Humboldt coğrafyaya en büyük
katkısını bir gözlemci ve kıyaslamacı olarak yapmış, insanların doğanın bir
parçası olarak görüldüğü dünyada dünya anlayışını geliştirmeye çalışmıştı. İlk
ilgisi asla terk edemediği botanik ile başlamıştı. Göttingen’deki üniversite eğitimi
sırasında Jeoloji ve Freiburg Madencilik Okulu’nda da 8 ay süreyle madencilik
ve jeoloji eğitimi almıştı. Jeoloji madencilik temeliyle Güney Almanya
içlerinde kendisine geniş ölçüde seyahat etme fırsatı bulmuştur. Fakat seyahat
etme ve dünya hakkında daha çok şeyler öğrenme arzusunu bundan çok daha önce
teşvik eden olay ise Kaptan James Cook ile dünyanın çeşitli yerlerine babasının
yanında seyahat etmiş olan Geoerg Foster ile tanışması olmuştur.

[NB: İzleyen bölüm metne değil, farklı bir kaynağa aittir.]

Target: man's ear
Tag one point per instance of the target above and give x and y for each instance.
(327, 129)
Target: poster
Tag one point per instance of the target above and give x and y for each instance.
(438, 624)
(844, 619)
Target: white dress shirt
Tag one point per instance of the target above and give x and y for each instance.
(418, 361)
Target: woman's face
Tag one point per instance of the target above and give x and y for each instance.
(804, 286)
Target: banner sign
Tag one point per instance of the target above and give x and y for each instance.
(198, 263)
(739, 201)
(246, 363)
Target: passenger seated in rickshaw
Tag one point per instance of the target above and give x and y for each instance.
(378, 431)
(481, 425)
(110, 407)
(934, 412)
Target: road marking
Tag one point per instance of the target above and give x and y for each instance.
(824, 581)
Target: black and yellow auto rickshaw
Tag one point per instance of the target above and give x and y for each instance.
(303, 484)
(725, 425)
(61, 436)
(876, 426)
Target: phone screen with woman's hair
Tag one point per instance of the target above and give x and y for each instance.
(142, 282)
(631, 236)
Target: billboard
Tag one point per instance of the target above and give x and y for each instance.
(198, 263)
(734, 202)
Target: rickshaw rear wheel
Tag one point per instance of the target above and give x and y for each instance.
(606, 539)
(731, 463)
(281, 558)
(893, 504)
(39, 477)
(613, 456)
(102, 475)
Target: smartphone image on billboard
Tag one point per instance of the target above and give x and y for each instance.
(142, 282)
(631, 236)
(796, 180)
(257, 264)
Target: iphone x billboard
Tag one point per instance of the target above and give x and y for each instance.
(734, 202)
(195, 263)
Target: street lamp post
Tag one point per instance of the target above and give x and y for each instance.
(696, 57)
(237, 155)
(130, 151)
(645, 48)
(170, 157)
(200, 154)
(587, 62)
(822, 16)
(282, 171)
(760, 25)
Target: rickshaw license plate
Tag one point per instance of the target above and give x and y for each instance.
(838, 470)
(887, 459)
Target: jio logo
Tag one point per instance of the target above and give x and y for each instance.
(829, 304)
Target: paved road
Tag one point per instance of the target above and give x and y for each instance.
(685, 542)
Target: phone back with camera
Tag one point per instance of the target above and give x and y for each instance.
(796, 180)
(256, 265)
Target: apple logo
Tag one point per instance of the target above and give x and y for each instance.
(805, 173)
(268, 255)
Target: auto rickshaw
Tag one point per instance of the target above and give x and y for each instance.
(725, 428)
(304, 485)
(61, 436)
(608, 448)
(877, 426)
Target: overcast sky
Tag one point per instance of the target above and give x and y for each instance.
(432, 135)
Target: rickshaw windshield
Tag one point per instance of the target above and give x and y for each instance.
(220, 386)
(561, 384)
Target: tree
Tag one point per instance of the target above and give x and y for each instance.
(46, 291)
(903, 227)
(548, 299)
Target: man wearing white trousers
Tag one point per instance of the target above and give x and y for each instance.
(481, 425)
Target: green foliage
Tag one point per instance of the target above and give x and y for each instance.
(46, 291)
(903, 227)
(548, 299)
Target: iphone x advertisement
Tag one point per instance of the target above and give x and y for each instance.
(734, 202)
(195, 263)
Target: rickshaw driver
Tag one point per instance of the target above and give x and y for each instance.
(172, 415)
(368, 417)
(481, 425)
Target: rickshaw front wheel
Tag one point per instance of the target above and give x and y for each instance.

Humboldt ilk büyük çalışmasını
1793’te yayınladı: Florae Fribergensis adlı eserinde bitkilerin coğrafyası,
taşların coğrafyası ve hayvanların coğrafyasının Latince Geognosia ve Almanca
da Erdkunde olarak anılabilecek bir konu altında ele alınması gerektiğiyle
ilgili görüşlerini ileri sürüyordu. 1797’de Annesinin ölümüyle kendisine kalan
miras çalışmadan dünyanın birçok yerine seyahat edebilmesi ve gözlemlerini
yapabilmesi için kendisine kaynak oluşturacaktı. 1799’da İspanyol Amerikası’na
bilimsel gözlemlerde bulunmak üzere yola koyulmuştur. Bu seyahatleri sırasında
bilimsel gözlemler yapmış, dikkatli kayıtlar tutmuş, birçok yerin enlem ve
boylamını belirlemiş, birçok bitki toplamış ve sınıflandırmış, Andlar’da birçok
yerin yükseltisini belirlemiş Andlar’da yükselti ile bitki örtüsü arasında
ilişki olduğunu ortaya çıkarmıştır. Kendi adı verilen Humboldt akıntısının
sıcaklığını ölçmüştür.
1804’de Avrupa’ya döndüğünde
bilimsel gözlemlerini hazırlamak için hayatının daha sonraki 23 yılını
geçireceği Paris’e yerleşmiştir. Dört cildi 1845-1849 yılları arasında yayınlanan,
beşinci cildi ise ölümünden sonra notlarının derlenmesiyle 1862’de çıkan,
yerbilimleri ve antropolojiyle ilgili bütün bilgileri adeta birbiriyle ördüğü Kosmos adlı çalışması Humboldt’un
kariyerinin başyapıtıdır.
Humboldt’u modern coğrafyanın
kurucuları haline getiren olaylara baktığımızda;
Birincisi; Tüm bilimsel
çalışmalarında yeryüzünün değişik kısımlarında ortaya çıkan farklılıklarla
(örneğin bitki örtüsü) açıkça ilgilenmiştir. İkincisi, çok titiz çalışmış ve
tüm ölçümlerinde yüksek bir doğruluk derecesine erişmeye çalışmıştır. Çağdaş
coğrafyanın mirengi noktalarından birisi sayılan kantitatif yaklaşımı bize
sunmuştur. Üçüncüsü incelemekte olduğu olaylar arasındaki ilişkiyi görmeye
çalışmıştır.
Huımboldt’un deneyimleri onu
modern coğrafyada bir anahtar kavram olan çok çeşitli elemanların birbiriyle
bağlantılılıklarını kabul etmeye götürmüştür. Felsefeyle pek ilgilenmeyen
Humboldt ampirik araştırmaya dayanıyordu ve Kosmos’da öne sürdüğü ‘’doğada
birlik varolduğu’’ fikri coğrafyanın doğası hakkında herhangi bir temel
önergeden çok gerçeğin kaçınılmaz bir sentezi olark alınacak bir görüştü.